Scooter Carburetor Adjustment
If there's any one component that's more likely to go out of adjustment on your scooter (especially perhaps your Chinese scooter!), it's the carburetor. If it does go out of adjustment lots of things can happen. It can make the scooter hard to start, it can make the scooter slow to accelerate, it can cause the scooter to idle badly and stall or it can make the scooter idle fast so that it's trying to go all the time and needs the brake to hold it stationary. None of these things are good.
What the carburetor does is regulate the amount of fuel and air which are supplied to the engine. To go faster you need more fuel and more air and they must be in the right proportion. The fuel also has to be atomized as much as possible (i.e. be supplied in tiny droplets). The carburetor controls all these functions and generally does it quite well.
The type of carburetor used on most 150cc GY6 type engines is a Keihin style CV carburetor with a 24mm throat. Keihin design carburetors are a well tried and tested design developed in Japan (Keihin is a region near Tokyo).
Without removing and disassembling the carburetor, there are only two adjustments you can make, but these should take care of most minor problems. The first is the adjustment of the idle speed.
Above is a picture of a typical GY6 engine carburetor and the view is that from the right side of most engine configurations on 150cc Chinese scooters. There's a small spring loaded screw which adjusts the idle speed.
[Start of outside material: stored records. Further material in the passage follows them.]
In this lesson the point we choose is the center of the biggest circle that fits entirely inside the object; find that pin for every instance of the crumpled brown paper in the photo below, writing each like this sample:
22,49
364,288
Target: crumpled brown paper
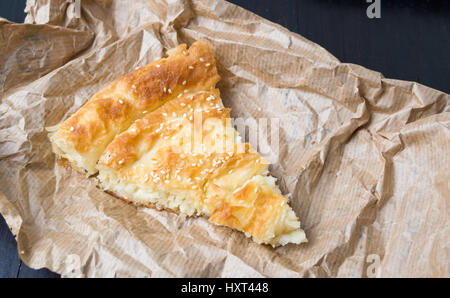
365,158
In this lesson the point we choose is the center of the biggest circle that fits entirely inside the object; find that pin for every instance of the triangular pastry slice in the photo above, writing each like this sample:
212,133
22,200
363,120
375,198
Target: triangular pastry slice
186,156
83,137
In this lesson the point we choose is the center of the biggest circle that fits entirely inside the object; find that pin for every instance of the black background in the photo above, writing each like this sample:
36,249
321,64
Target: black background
411,41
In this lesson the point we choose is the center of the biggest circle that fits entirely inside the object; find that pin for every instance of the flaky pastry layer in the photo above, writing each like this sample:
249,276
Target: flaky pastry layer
186,156
83,137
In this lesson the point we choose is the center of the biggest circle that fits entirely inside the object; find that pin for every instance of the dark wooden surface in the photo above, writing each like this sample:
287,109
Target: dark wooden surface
411,41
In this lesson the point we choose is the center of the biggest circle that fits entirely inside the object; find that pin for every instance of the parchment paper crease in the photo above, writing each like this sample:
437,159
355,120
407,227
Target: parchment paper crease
365,158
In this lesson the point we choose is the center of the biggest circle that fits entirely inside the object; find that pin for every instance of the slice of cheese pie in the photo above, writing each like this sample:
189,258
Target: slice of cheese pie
83,137
160,137
186,156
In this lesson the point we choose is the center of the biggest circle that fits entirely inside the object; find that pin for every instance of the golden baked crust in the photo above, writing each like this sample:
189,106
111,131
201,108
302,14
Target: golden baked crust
186,156
161,137
82,138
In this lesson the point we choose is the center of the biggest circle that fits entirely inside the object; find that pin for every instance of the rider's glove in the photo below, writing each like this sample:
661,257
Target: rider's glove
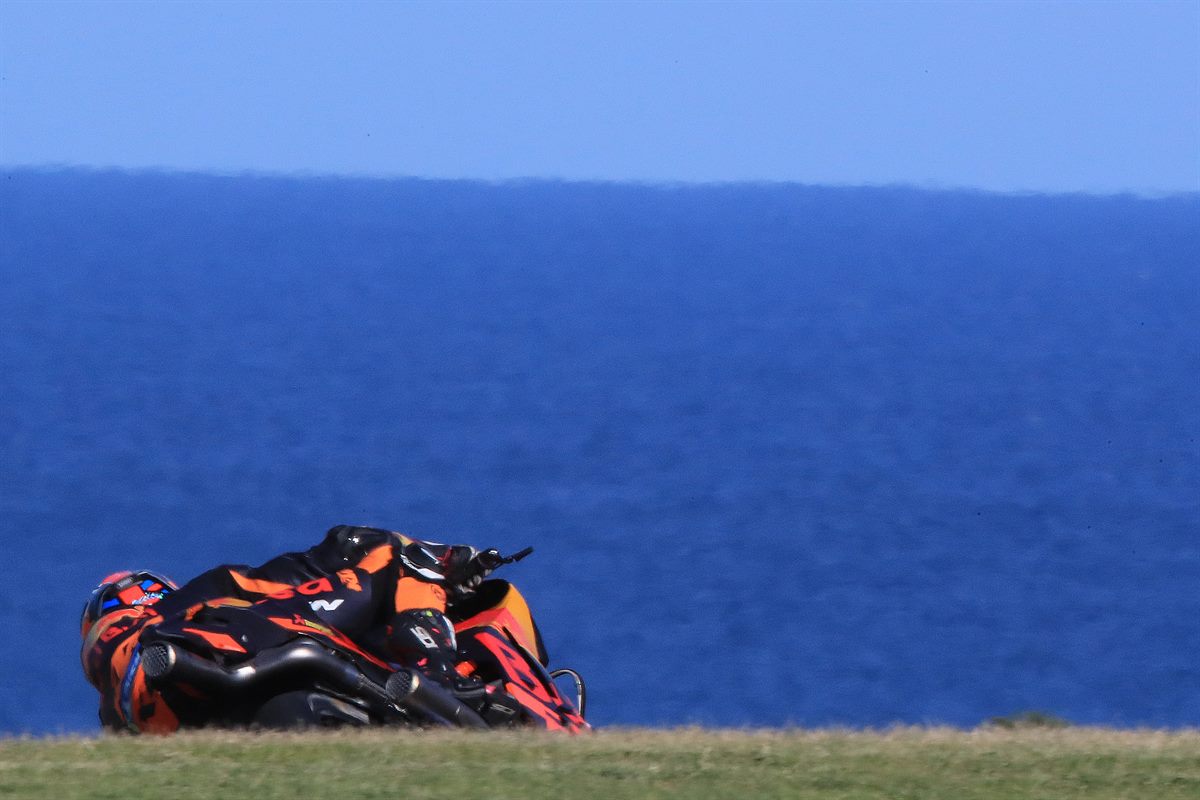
468,567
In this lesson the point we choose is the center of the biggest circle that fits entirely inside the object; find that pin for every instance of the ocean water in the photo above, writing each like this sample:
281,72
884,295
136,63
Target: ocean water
786,453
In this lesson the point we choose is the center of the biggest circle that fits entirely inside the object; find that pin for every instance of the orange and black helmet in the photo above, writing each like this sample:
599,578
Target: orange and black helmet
121,590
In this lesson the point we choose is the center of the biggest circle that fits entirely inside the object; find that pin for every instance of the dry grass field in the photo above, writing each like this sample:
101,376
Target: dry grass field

It's right next to the throttle control which is connected to the twist grip on the right handlebar. On most 150cc scooters, idle speed should be around 1500rpm when the engine is fully warmed up. Don't make adjustments when the engine is cold. Take a 5 or 10 minute ride first. When the engine is cold the automatic choke is in operation and that can change the idle speed. If you have a tachometer, setting the speed is easy. If you don't, you want to set the speed to a low idle. Fast enough so that the engine doesn't stumble or stall, but slow enough that the clutch doesn't engage and try to move the scooter forward. On most scooters from 50cc to 250cc, this will be somewhere in the 1500-2000rpm region.
The other adjustment you can make is to the low speed fuel/air ("mixture") ratio. This is done on most scooters using a screw adjustment on the other side of the carburetor as shown below.
This screw changes the air to fuel ratio at low speeds. It shouldn't need much adjustment, but the way to do it is to turn the screw very slightly (1/8th turn) and see if the idle speed goes up or down. If it goes down, turn the screw back 1/8th turn to where it started, then 1/8 turn in the other direction and see if the idle speed goes up or down. If it goes down, turn it back to where you started since you didn't need any adjustment! If the idle speed goes up, continue turning the screw in 1/8th turn steps until the idle speed is at a maximum. If it starts to go down, turn it back to get the maximum idle speed.
You may need to go back to the idle speed screw to lower the idle speed if it's now too fast. So the basic procedure is to set the fuel/air mixture to give you the fastest idle, then use the idle speed adjustment to set the speed to the lowest rpm that gives you smooth running.
If the scooter idles well and runs fine at low speed, but has problems at high speed, the problem may lie inside the carburetor with the main jet. The fuel/air ratio at higher speeds is set by the jets inside the carburetor and to get at them the carburetor has be be removed and disassembled. This can be a tricky job as the parts are small and delicate. The good news is that these carburetors are quite cheap. You can get a new one for $50-$60, so if you can't make your scooter run smoothly and you don't like the idea of taking the carburetor apart, you can always replace it!